Solaranteil vollständig elektrifizierter Haushalte

Neben dem Laden von Elektrofahrzeugen ist der Datensatz auch in Bezug auf die Nutzung von Wärmepumpen und Speichern aufschlussreich, da er reale Solarstromanteile vollständig elektrifizierter Haushalte abbildet. Der Solaranteil kann unmittelbar mit Einsparungen beim Netzstrombezug und den damit verbundenen Kosten verknüpft werden und stellt somit einen zentralen ökonomischen Treiber für private PV-Systeme dar.

Die Daten zeigen, dass mehr als 50 % der Haushalte mit Elektrofahrzeug etwa 46 % ihres Gesamtenergiebedarfs durch Solarenergie decken können. Dieser Wert steigt auf einen Median von über 73 %, wenn zusätzlich ein Batteriespeicher vorhanden ist. Dies liegt etwa 10 % über den Erwartungen für vergleichbare Haushalte ohne Elektrofahrzeug. Eine mögliche Erklärung hierfür ist, dass diese Haushalte nicht nur das Laden der Elektrofahrzeuge in sonnenreiche Stunden verlagern, sondern auch den Betrieb von Haushaltsgeräten entsprechend anpassen.

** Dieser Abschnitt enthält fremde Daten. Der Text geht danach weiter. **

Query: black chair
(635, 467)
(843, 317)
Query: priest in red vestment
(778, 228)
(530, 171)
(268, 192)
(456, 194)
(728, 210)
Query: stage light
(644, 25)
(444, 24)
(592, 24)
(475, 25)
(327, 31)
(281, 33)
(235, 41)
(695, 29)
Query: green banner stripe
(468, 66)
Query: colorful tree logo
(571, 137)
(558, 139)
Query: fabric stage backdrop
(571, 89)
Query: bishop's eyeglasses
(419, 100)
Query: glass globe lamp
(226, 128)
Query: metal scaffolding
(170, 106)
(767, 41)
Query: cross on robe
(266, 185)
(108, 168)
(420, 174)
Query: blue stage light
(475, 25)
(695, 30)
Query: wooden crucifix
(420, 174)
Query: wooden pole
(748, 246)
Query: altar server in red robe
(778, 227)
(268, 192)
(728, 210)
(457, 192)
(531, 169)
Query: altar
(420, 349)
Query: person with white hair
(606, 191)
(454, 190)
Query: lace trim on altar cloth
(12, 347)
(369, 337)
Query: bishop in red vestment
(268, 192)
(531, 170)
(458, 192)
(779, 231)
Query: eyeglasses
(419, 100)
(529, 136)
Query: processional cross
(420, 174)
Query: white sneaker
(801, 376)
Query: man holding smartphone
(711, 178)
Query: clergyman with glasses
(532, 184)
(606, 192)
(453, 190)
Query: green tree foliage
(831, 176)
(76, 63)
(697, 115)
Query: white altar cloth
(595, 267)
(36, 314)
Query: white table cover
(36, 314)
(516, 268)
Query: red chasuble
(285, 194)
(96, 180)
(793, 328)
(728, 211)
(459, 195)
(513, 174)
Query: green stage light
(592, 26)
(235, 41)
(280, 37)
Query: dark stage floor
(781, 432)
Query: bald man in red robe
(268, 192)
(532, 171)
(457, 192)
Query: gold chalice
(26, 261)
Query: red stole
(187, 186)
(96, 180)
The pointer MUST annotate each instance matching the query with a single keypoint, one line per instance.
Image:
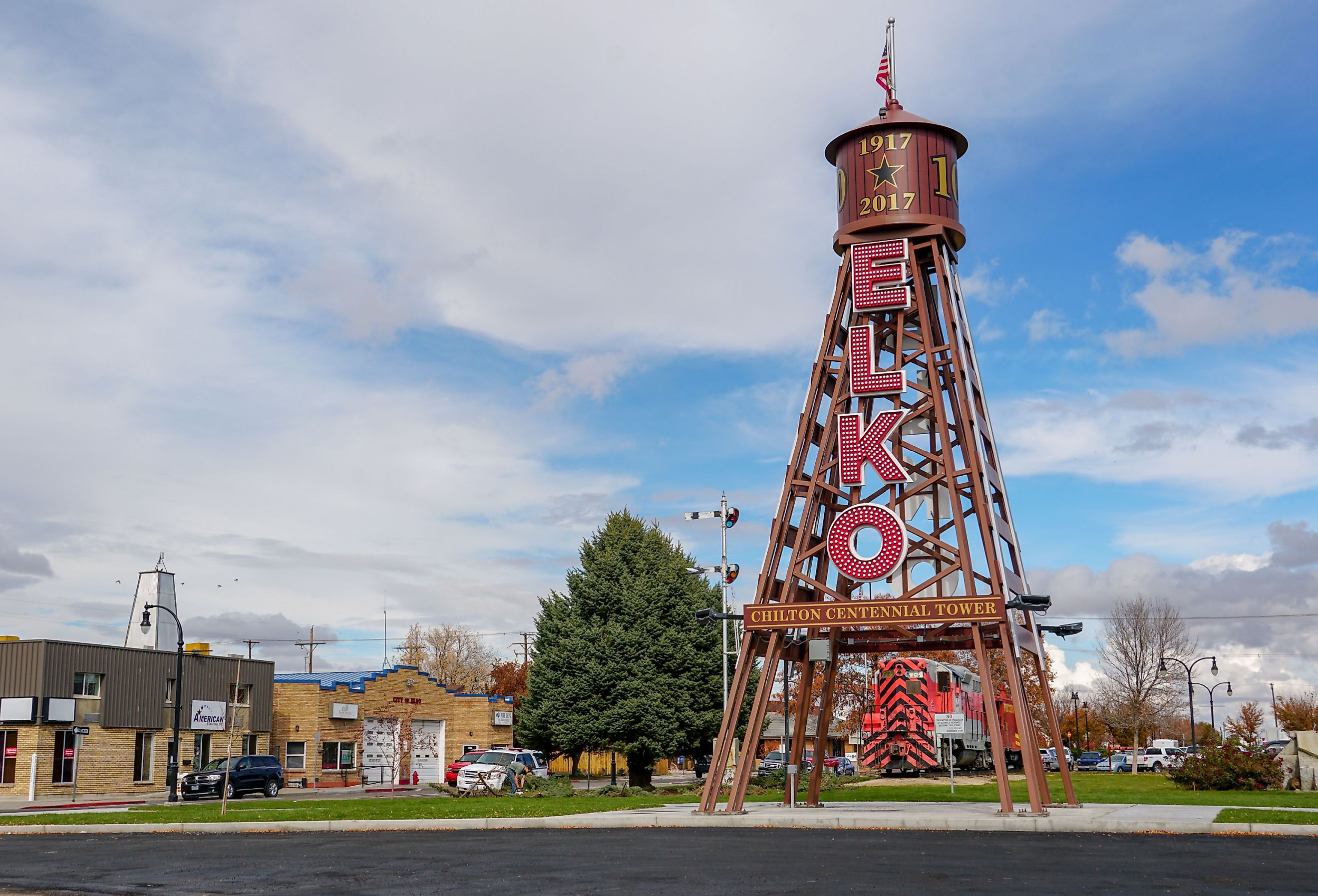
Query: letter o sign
(841, 543)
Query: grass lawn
(1090, 787)
(335, 810)
(1267, 817)
(1096, 787)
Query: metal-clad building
(126, 697)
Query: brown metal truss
(956, 514)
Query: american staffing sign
(209, 715)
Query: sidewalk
(1113, 819)
(157, 798)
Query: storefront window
(86, 684)
(62, 770)
(338, 754)
(143, 750)
(8, 755)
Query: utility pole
(312, 643)
(525, 647)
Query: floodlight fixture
(1064, 630)
(1031, 602)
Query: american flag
(882, 78)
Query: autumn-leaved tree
(1135, 689)
(456, 655)
(1299, 712)
(509, 680)
(1247, 726)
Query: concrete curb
(866, 820)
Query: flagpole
(893, 60)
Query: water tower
(893, 532)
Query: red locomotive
(899, 732)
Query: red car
(451, 773)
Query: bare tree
(1137, 692)
(455, 655)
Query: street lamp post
(728, 517)
(1213, 721)
(172, 767)
(1189, 683)
(1076, 704)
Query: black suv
(247, 775)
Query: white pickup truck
(1155, 759)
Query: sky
(357, 307)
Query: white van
(493, 766)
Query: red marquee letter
(880, 275)
(856, 447)
(841, 543)
(865, 378)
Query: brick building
(126, 697)
(373, 728)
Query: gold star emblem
(885, 173)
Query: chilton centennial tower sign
(894, 532)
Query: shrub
(1229, 769)
(608, 791)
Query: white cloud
(1249, 438)
(157, 402)
(1255, 614)
(981, 285)
(1045, 324)
(594, 376)
(584, 173)
(1209, 297)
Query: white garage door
(379, 750)
(427, 749)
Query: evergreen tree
(620, 660)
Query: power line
(312, 643)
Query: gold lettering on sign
(861, 613)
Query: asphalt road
(658, 861)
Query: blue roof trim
(356, 682)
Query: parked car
(1089, 761)
(1159, 758)
(777, 761)
(1049, 757)
(454, 767)
(247, 775)
(493, 766)
(1071, 761)
(845, 766)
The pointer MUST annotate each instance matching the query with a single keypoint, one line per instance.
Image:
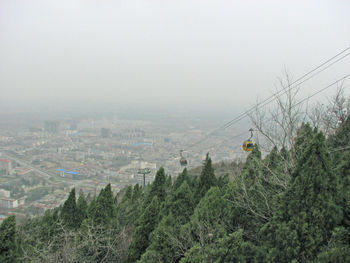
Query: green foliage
(81, 209)
(104, 211)
(158, 188)
(182, 204)
(8, 243)
(292, 206)
(308, 211)
(207, 178)
(163, 247)
(145, 225)
(69, 213)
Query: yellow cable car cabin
(248, 146)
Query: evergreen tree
(158, 186)
(145, 225)
(104, 210)
(163, 247)
(182, 204)
(181, 178)
(82, 208)
(308, 212)
(211, 216)
(207, 178)
(69, 213)
(8, 245)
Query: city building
(51, 126)
(4, 193)
(8, 203)
(7, 165)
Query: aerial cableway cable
(295, 105)
(312, 73)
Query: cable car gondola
(183, 161)
(248, 144)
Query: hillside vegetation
(292, 206)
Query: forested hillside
(292, 206)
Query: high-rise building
(7, 165)
(105, 133)
(51, 126)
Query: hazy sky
(218, 53)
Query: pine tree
(182, 204)
(308, 211)
(163, 247)
(207, 178)
(104, 210)
(82, 208)
(8, 245)
(145, 225)
(181, 178)
(69, 213)
(158, 186)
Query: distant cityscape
(41, 161)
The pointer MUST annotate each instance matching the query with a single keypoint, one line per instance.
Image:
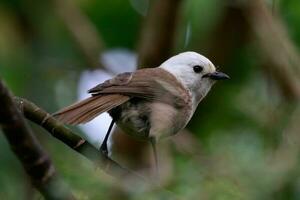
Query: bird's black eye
(198, 68)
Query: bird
(150, 103)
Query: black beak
(216, 76)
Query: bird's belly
(142, 118)
(133, 118)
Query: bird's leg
(103, 147)
(153, 144)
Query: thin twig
(65, 135)
(34, 159)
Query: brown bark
(65, 135)
(34, 159)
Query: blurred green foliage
(239, 124)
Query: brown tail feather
(86, 110)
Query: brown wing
(86, 110)
(150, 84)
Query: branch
(158, 33)
(34, 159)
(65, 135)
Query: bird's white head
(195, 72)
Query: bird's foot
(104, 150)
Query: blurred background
(243, 141)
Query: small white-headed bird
(149, 103)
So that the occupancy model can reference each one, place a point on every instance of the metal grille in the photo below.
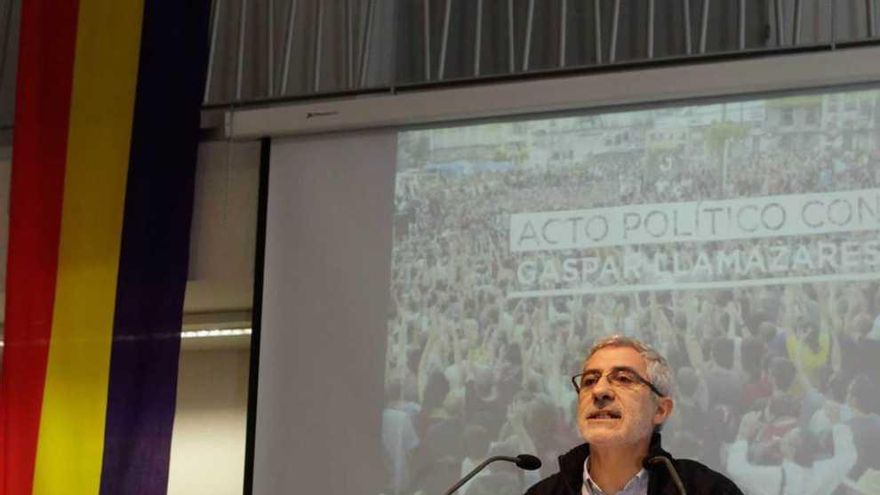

Haushalte, die sowohl über ein Elektrofahrzeug als auch über einen stationären Batteriespeicher verfügen, beziehen lediglich etwa ein Viertel ihres Energiebedarfs aus dem Netz. Dieser verbleibende Bedarf tritt jedoch häufig in Zeiten hoher Last auf, etwa in winterlichen Perioden mit geringer PV-Erzeugung und entladenen Speichern. Die derzeitigen Tarifstrukturen in Deutschland, die Netzentgelte ausschließlich auf den Energieverbrauch erheben, setzen daher nur geringe Anreize zur Entlastung oder Refinanzierung des Stromnetzes.